Muchas gracias Fogonazo.
       El problema es, aparte de mi juventud en la materia y la falta de experiencia, puesto que estoy empezando, viendo los post y todos los esquemas que me aparecían, los comentarios eran buenos, tales como "funciona muy bien", "es muy cañero", "excelente"... etc etc etc...
subí ese porque parecía que era sencillo de montar y por los comentarios, funcionaba bien.

       Dicho esto, y si no es mucha molestia, ¿podrías indicarme algun diseño que sepas tu a ciencia cierta que me vaya a funcionar bien?

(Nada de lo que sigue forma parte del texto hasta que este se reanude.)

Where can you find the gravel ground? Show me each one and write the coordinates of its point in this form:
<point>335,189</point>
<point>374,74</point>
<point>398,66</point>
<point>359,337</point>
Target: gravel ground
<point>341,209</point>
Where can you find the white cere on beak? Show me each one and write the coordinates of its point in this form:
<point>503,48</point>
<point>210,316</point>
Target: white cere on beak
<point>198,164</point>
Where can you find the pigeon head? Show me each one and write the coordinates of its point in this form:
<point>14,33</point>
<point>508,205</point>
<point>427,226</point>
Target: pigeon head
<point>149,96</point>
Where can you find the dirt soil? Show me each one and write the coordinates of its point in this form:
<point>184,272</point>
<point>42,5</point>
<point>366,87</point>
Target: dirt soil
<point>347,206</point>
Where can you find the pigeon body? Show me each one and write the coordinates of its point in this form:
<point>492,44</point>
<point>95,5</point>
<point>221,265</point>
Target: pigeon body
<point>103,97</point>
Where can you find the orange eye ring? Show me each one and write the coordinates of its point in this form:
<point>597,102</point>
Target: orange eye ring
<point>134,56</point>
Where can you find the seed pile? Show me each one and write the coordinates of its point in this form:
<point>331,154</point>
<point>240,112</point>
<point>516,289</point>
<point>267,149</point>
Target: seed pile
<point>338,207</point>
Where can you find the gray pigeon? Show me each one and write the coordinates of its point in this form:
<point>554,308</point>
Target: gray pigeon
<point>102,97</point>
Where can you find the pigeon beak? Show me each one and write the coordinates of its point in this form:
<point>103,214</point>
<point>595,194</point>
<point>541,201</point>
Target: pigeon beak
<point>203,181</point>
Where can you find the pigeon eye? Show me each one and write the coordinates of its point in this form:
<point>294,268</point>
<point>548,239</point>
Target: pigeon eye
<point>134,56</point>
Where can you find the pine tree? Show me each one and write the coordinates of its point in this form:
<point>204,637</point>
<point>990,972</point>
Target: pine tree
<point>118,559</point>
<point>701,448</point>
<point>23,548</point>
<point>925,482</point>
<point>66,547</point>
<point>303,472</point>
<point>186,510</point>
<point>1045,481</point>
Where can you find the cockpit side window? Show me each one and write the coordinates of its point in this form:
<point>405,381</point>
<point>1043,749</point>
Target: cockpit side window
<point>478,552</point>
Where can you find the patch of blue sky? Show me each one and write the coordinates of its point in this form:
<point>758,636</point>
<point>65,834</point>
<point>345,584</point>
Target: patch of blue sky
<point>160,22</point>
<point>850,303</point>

       Ya digo que los requisitos que necesito no son nada exigentes ya que con tener 150W aprox me basta y con los preamplificadores que me has pasado he captado lo de las entradas.

Muchas gracias.
Saludos.


----------



## Fogonazo (Sep 13, 2010)

Este es uno de mis preferidos. 
Revisa que creo hay una actualización del PCB

https://www.forosdeelectronica.com/f31/amplificador-200w-mosfet-irfp250n-19360/


----------



## tonyper (Sep 13, 2010)

Muchas gracias, la verdad que si que tiene mucha mejor pinta.
Los previos que me enseñastes son estereo y el ampli es mono, si descarto una linea, ¿da lo mismo? ¿o tengo que buscar un preamplificador mono? ¿el voltaje lo tengo que sacar de una fuente solo para el preamplificador o puedo utilizar la fuente que monte para el ampli?

Disculpa mi ignorancia, me ahogo en un vaso de agua... me cuesta digerir tanta información.


----------



## Fogonazo (Sep 13, 2010)

tonyper dijo:


> Muchas gracias, la verdad que si que tiene mucha mejor pinta.
> Los previos que me enseñastes son estereo y el ampli es mono, si descarto una linea, ¿da lo mismo? ¿o tengo que buscar un preamplificador mono? ¿el voltaje lo tengo que sacar de una fuente solo para el preamplificador o puedo utilizar la fuente que monte para el ampli?.



Puedes emplear la fuente de amplificador para alimentar tu previo, siempre que ajustes la tensión con un par de reguladores.

El previo lo armas estéreo y *NO* empleas una de las salidas.
El día de mañana te armas otro amplificador igual y tienes todo el conjunto estéreo.


----------